Tramitação e pendências políticas
O texto recebeu pareceres favoráveis nas comissões de Meio Ambiente, Economia e Constituição e Justiça antes de ser votado em plenário. Agora, o destino da área protegida repousa nas mãos do governador Ibaneis Rocha, que pode sancionar ou vetar a proposta. A demora histórica na criação de unidades de conservação no Distrito Federal levanta dúvidas sobre a real prioridade dada à preservação ambiental pelas autoridades locais.
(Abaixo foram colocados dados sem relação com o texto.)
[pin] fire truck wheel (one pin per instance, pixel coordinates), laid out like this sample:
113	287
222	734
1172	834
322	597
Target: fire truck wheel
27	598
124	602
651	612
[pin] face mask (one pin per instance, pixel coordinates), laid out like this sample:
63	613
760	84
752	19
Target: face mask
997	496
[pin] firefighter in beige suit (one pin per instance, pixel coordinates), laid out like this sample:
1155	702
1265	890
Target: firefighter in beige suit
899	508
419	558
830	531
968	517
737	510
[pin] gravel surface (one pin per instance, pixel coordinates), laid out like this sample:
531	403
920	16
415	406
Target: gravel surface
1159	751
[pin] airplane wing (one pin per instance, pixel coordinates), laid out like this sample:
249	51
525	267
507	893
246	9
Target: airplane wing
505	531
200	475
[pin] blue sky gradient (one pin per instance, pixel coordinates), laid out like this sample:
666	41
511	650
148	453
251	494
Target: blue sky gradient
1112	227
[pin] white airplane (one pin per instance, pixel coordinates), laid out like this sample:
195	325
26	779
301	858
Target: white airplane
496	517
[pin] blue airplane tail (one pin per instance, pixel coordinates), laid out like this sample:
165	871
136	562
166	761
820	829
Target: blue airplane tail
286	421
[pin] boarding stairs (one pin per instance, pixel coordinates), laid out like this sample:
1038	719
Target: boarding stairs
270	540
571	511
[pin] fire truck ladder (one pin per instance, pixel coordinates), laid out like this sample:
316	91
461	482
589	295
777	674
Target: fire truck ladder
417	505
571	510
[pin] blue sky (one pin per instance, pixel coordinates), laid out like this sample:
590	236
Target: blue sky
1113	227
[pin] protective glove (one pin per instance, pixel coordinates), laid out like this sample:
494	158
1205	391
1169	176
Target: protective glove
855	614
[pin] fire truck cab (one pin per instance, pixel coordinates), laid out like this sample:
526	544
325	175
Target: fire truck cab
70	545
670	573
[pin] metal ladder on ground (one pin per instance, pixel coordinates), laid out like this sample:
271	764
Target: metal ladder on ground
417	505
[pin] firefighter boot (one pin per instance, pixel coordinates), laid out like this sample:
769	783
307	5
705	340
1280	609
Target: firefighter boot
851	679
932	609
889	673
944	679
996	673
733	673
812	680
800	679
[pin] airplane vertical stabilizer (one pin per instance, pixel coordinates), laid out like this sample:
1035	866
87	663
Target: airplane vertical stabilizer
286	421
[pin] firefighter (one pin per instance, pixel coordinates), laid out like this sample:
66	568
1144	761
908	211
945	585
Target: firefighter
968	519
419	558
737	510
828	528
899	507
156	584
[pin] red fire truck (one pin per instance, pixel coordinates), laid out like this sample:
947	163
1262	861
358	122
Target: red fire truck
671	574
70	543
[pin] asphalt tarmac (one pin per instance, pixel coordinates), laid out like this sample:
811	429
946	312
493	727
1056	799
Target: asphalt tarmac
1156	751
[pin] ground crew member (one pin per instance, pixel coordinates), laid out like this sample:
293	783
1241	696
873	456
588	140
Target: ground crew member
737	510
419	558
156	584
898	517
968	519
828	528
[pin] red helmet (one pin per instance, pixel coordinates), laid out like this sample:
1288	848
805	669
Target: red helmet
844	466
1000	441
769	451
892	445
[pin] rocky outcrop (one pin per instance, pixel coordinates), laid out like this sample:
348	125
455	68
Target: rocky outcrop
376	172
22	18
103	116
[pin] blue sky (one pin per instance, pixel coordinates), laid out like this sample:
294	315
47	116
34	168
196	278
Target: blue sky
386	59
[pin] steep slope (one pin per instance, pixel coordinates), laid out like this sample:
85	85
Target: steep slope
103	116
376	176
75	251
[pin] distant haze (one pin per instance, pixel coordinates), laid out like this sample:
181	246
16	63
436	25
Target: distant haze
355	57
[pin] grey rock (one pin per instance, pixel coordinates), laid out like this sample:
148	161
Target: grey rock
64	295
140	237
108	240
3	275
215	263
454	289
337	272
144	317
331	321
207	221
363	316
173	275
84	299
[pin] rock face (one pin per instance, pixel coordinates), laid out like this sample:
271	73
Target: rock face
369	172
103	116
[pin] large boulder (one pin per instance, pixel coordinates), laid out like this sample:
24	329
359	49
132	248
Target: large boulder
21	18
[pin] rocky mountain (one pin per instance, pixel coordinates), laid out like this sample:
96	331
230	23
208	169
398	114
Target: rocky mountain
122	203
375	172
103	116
Ameaças persistentes ao bioma
Apesar da aprovação, especialistas alertam que a região continua vulnerável à expansão urbana desordenada e à perda de habitat do lobo-guará e de outras espécies nativas. Organizações ambientalistas cobram ações imediatas para evitar que o novo parque se torne apenas uma medida paliativa em meio ao avanço do desmatamento no Cerrado. A educação ambiental e o turismo sustentável previstos dependem de recursos que, historicamente, demoram a chegar.
Essa é uma vitória para a conservação ambiental do DF. O parque vai proteger não só o lobo-guará, mas toda a biodiversidade da região.
Hermeto
O projeto busca promover pesquisa científica e lazer controlado, porém a efetiva proteção dependerá de fiscalização rigorosa e investimentos que ainda não foram garantidos pelo governo distrital.